@meldakzltn
|
Hayat zordu.
İçimde yanan ateş daha fazla harlandı, avuçlarım terledi kalbim o kadar hızlı çarpıyordu ki bir an parçalanmasından korktum.
Siraç yüzümü ellerinin arasına alıp öpüşünü daha fazla derinleştirmek için başını sol tarafa eğdi dilim diline değdiğinde boğazından hırıltılı bir inleme yükseldi bu beni daha da ateşlere attı.

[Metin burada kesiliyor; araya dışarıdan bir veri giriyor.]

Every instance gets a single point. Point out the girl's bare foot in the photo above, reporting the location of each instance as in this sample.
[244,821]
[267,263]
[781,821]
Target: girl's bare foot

Sol elimi ensesine koyup sağ elimi kalbinin üstüne koydum, kalbimle yarışmak için mi bu kadar hızlı atıyordu? Dudağımı ısırıp geri çekildi bu canımı yakmadı vahşi bir zevk verdi.
"Ateşle oynuyorsun"
"Oynamıyorum yanıyorum" güçsüz sesim ona ulaştığında ikimizde derin bir nefes aldık, verdiği nefes aldığım en güzel oksijen olurken içim kasıldı.
"Seninle olan savaşımız yeni başlıyor, hazırlıklı ol senin seninle olan savaşına bende katılıyorum."
Son sözleri bu oldu alnımı öptü, sonrasında herkes geri geldi.
&
"Yani sen şimdi diyorsun ki ben bu adama aşığım" gözlerimi kaçırdım ablam bitmek tükenmek bilmeyen şaşkınlığı ile beni gerçekten yoruyordu, erkekler bahçede mangal yaparken biz içeride ablamla tatlı yapıyorduk babaannem Atlas'a bakıyordu.
"Abla anlama sorunu yaşıyorsan bunun için bir kurs var mı bilmiyorum ama evet aşığım, seviyorum, onunla olmak beni mutlu ediyor yüzümü, güldürüyor, nefes aldığımı hissediyorum içimde ki köksüz nilüferin nehirde kendini belirsizliğe akıtmaması için bir sebebi var artık" derin bir nefes aldım devam ettim.
"Onunla olmak dışında başımıza gelen hiçbir şey beni üzmüyor korkutmuyor diyemem, elbette ki bunlar oluyor ama ben bir psikoloğum herkesten önce kendi psikolojimi her şeye rağmen güçlü tutmalıyım ki etrafıma iyi gelebileyim. Ben ona iyi gelmek istiyorum onun bana farkında olmadan iyi gelmesi gibi" cümlelerim bittiğinde belimde bir çift kol hissettim arkamı döndüğümde gözleri ışıldayan bir Kurt karşıladı beni "Oh be sonunda kardeşimin mutlu olduğunu gördüm hadi siz baş başa kalın" diyip mutfağı terk eden ablama içten bir şekilde gülüp yüzümü normal haline getirip ona döndüm.
"Ne zamandır oradasın?"
"Hayatının aşkıyla tanışmış gibi beni ablana anlattığın andan beridir" dediğinde gözlerimi devirip kollarının arasından çıkmaya çalıştım kaşlarını çatarak yüzüme baktığında ofladım, sürekli onun tarafından sıkıştırılmak istemiyordum. "Uslu dur" dediğinde gözlerimi kısıp yüzüne yaklaştım.
"Durmazsam naparsın Siraç?" dedim cevap vermesini beklerken o dudaklarını dudaklarıma mühürlemişti.
Alt dudağımı aceleci bir şekilde dudaklarının arasına alıp hafif ısırıp daha sonrasında emmeye başladı bende ona ayak uydurarak üst dudağını ısırdım boğukça inlediğinde kendimi istemsizce ona bastırdım kısa bir an geri çekildi "Uslu dur tadına doymaya çalışıp bırakıcam karşılık verme" Cevap vermemi beklemeden dudaklarıma tekrar mühürledi kendini.
"Lan ulan sen benim torunuma katil olacağım bu yaşımda Piraye! Piraye buraya gel!" diye bağıran Dedemle Kurt benden ayrılmıştı dudağında ruj izim vardı o böyleyse kendimi düşünemiyordum bile...
"Ya ne oldu sana böyle yine deli danalar abooo siz öpüştünüz mü?!" babaannemin bunu merakla sorması beni güldürecek gibi olsa da durdurdum kendimi.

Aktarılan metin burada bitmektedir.